Su conversación fue perdiendo poco a poco la intensidad que se concentró, como un escape de gas pesado, en el breve espacio que mediaba entre nuestras cabezas, nuestros troncos casi unidos, un par de centímetros escasos de aire eléctrico dispuesto a deshacerse en una pura chispa a la mínima ocasión, un peligro que nunca se consumó porque mi imaginación tardó lo suyo en ponerse a la altura de los acontecimientos, y me limité a estar muy quieta, muy derecha, muy callada, mientras Larrea sucumbía a un vértigo sin condiciones, la tensión desencajando el perfil de su mandíbula y sus dedos incontrolados, enloquecidos, como agentes de una ilimitada audacia, una pasión contagiosa, porque cuando sentí por fin la huella de su mano, que había estado a punto de dislocarse los huesos media docena de veces antes de desarbolar al fin la tenaz resistencia de la cinturilla de mis pantis, contra mi propia carne, su dedo corazón hundiéndose por un momento en mi ombligo antes de seguir avanzando, no acerté a oponer resistencia alguna.

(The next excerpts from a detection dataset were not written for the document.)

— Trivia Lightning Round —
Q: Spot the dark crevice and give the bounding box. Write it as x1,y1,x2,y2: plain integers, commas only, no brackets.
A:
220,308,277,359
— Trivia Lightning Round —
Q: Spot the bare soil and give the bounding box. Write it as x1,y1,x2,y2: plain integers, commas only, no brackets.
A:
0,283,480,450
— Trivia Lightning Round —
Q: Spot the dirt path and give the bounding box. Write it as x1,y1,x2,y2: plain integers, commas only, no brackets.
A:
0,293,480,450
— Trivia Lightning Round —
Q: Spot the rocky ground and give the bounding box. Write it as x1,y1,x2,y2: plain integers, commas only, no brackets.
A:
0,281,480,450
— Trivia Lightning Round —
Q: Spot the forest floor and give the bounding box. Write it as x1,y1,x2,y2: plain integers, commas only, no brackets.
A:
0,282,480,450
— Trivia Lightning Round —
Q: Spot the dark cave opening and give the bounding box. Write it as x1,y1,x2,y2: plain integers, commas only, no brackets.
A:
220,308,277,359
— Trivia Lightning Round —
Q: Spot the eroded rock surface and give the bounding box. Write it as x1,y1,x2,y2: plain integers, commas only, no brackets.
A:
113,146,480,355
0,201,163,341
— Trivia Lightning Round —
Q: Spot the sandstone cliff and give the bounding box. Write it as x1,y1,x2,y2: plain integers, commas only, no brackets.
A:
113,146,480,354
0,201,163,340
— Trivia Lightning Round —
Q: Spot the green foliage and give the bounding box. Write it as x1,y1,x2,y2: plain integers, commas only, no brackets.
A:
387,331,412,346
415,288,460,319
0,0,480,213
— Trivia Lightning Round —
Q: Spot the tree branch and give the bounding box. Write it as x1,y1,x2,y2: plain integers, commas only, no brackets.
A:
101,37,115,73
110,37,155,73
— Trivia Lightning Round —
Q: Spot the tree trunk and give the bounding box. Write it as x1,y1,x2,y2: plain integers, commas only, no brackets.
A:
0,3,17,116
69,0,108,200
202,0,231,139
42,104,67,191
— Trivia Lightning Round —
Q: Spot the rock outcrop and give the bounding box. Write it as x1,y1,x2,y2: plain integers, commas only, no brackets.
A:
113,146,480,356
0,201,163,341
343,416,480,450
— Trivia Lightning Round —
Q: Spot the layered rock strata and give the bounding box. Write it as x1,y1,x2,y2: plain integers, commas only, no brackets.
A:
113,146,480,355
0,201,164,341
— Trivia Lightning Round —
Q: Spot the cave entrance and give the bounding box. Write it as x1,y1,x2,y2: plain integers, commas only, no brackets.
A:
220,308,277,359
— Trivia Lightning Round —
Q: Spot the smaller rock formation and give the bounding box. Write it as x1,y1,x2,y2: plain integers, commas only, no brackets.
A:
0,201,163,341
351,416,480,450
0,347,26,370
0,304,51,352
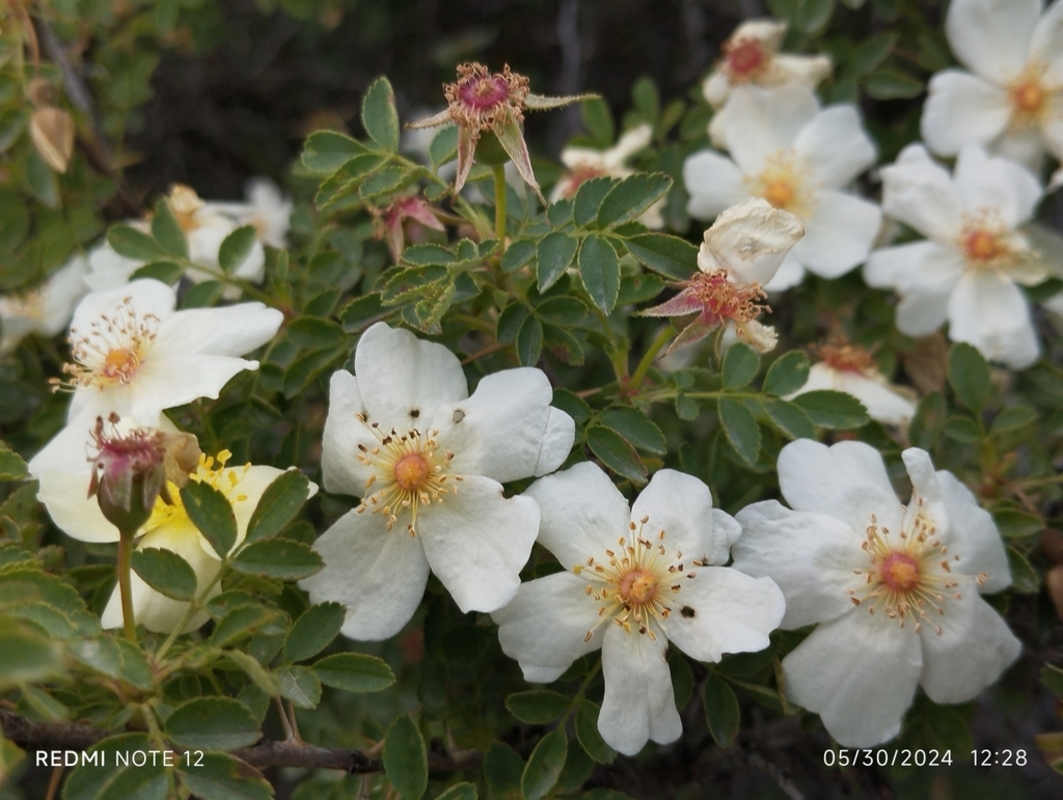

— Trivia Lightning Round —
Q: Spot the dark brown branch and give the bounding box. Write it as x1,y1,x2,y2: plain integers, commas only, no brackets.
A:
0,710,483,773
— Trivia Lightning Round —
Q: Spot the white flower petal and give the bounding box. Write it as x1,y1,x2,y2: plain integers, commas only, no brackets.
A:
782,609,923,747
354,322,469,429
952,144,1042,228
431,367,575,483
491,573,606,683
948,270,1041,370
793,104,876,188
321,370,378,497
631,470,726,560
416,475,539,612
598,625,682,755
731,500,867,630
919,585,1023,703
37,461,119,542
938,470,1011,594
713,86,820,175
299,511,428,642
778,439,901,533
682,150,749,220
522,461,630,569
793,189,882,278
945,0,1042,85
661,566,787,662
882,144,963,242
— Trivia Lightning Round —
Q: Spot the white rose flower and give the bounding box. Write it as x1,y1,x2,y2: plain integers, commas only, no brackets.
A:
30,279,284,475
732,439,1022,747
0,253,88,355
784,343,915,426
922,0,1063,170
300,323,575,640
863,144,1063,370
37,418,304,633
550,123,664,228
204,177,293,248
702,19,831,107
492,463,784,755
682,86,882,291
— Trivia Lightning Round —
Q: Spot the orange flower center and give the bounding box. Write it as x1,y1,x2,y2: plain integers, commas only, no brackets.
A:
724,39,769,81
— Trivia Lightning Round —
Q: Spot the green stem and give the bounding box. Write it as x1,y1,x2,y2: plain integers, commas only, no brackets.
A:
491,164,506,255
628,325,675,394
118,530,136,644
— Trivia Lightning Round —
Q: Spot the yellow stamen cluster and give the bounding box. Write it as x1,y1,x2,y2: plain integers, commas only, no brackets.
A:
847,497,989,635
52,297,158,390
443,64,528,136
141,450,251,533
356,414,461,537
572,516,703,642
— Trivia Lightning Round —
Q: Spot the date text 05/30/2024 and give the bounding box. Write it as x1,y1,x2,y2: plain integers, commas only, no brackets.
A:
34,750,203,767
823,748,1029,767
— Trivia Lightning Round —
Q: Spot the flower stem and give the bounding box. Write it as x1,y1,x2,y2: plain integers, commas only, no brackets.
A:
491,164,506,249
118,530,136,644
628,325,675,395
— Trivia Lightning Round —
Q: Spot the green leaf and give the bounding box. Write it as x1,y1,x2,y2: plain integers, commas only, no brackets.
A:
702,675,742,747
166,697,261,750
536,231,579,292
151,198,188,258
384,714,428,800
864,69,924,100
762,350,809,396
177,751,273,800
597,172,672,231
990,406,1037,433
579,97,617,144
587,425,646,483
302,131,366,173
63,735,171,800
502,234,535,273
521,728,569,800
792,389,870,429
572,177,619,227
624,234,697,280
314,652,395,692
218,225,258,275
274,664,321,709
428,125,458,167
719,397,760,466
484,742,524,798
993,509,1045,539
602,406,668,456
762,397,815,439
576,700,617,764
133,547,197,600
0,442,30,480
361,76,399,153
578,234,620,313
506,688,569,725
0,617,64,687
107,225,169,261
948,342,990,414
244,470,310,543
517,314,542,367
181,480,236,559
723,342,760,389
233,539,324,580
284,602,347,663
945,414,982,444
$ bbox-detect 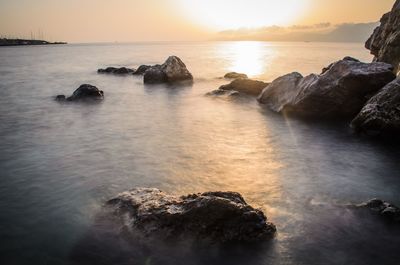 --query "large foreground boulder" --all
[213,78,268,96]
[351,77,400,135]
[97,67,135,75]
[143,56,193,84]
[365,0,400,73]
[107,188,276,242]
[258,57,396,118]
[56,84,104,101]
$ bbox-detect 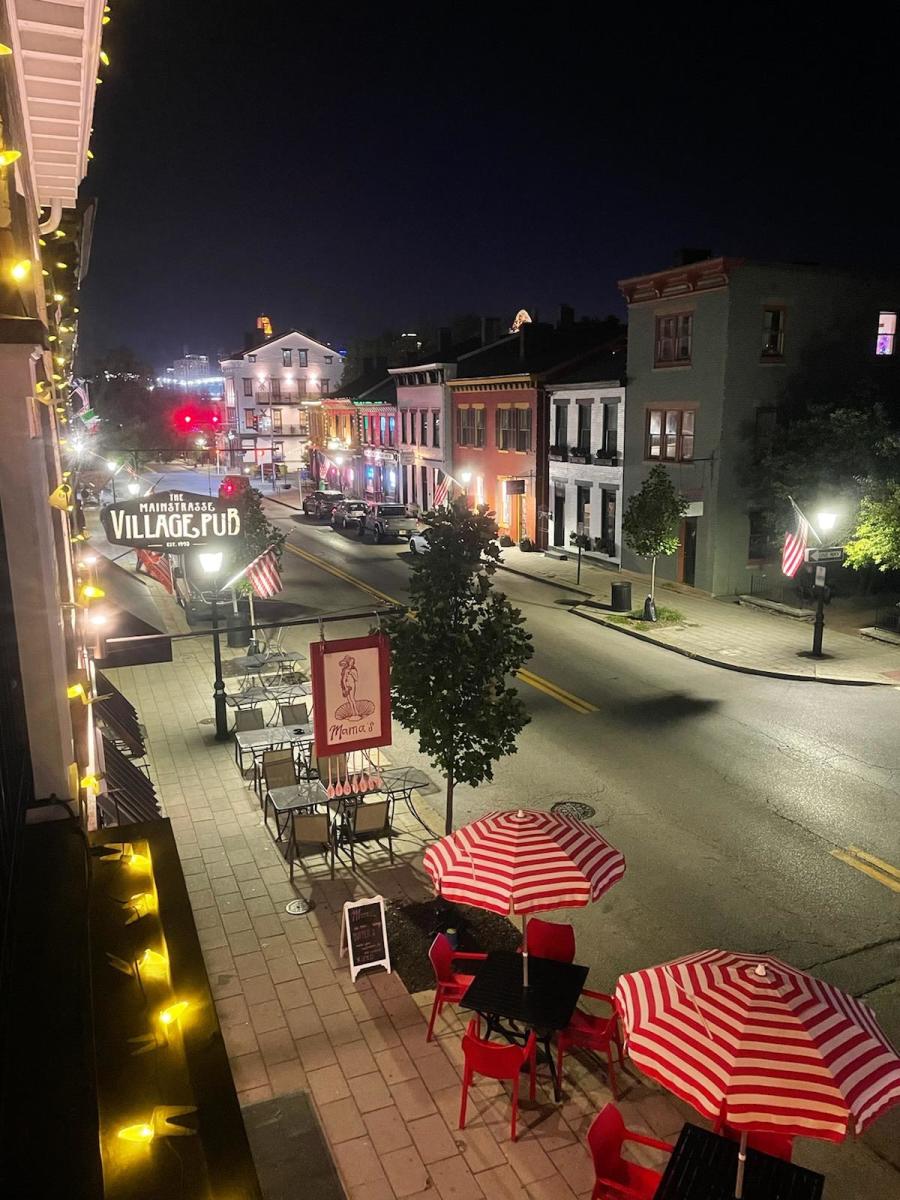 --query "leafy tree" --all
[383,504,533,833]
[232,487,287,594]
[846,482,900,571]
[622,463,688,596]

Podría haberle

recordado al oído que entre nosotros existía una especie de pacto tácito que su fervor exhibicionista estaba a punto de violar, podría haberle advertido que si su ataque prosperaba sólo un milímetro más, me levantaría de golpe y me largaría sin dar explicaciones, y por supuesto, podría haber atajado el viaje de su mano con mis propias manos, aplicando el recurso más directo, más rápido y más eficaz de cuantos estaban a mi alcance, que consistía, simplemente, en aferrar su brazo y tirar de él para arriba, todo eso podría haber hecho, pero ni siquiera fui capaz de no hacer nada porque, cuando se encendieron todas las alarmas, una espléndida sensación de bienestar rellenó súbitamente la oquedad fabricada por el miedo, un pozo muy largo y muy estrecho que la inquietud abriera en el centro de mi cuerpo, y regresó el calor, mucho más dulce, desarmado ya, como un secreto inofensivo, y yo me encontraba bien, no estaba borracha, no me había vuelto loca, no padecía alucinación alguna, y sin embargo, víctima exclusiva, favorita, de mí misma, escondí el brazo derecho debajo de la mesa, exploré con los dedos la situación exacta de los vaqueros de Larrea, y mirando a ninguna parte, mientras mis labios sonreían solos, de pura debilidad, posé la palma de la mano sobre su sexo para rodear con los dedos una raíz de tensión absoluta, un misterio capaz de alimentarse a sí mismo hasta el infinito, o un pedazo de polla, que fue lo que me dije a mí misma entonces, haciendo gala de la osadía propia de quienes apenas han empezado a aprender cómo se aprenden las cosas. Quizás por eso, aquella vez todo fue tan fácil.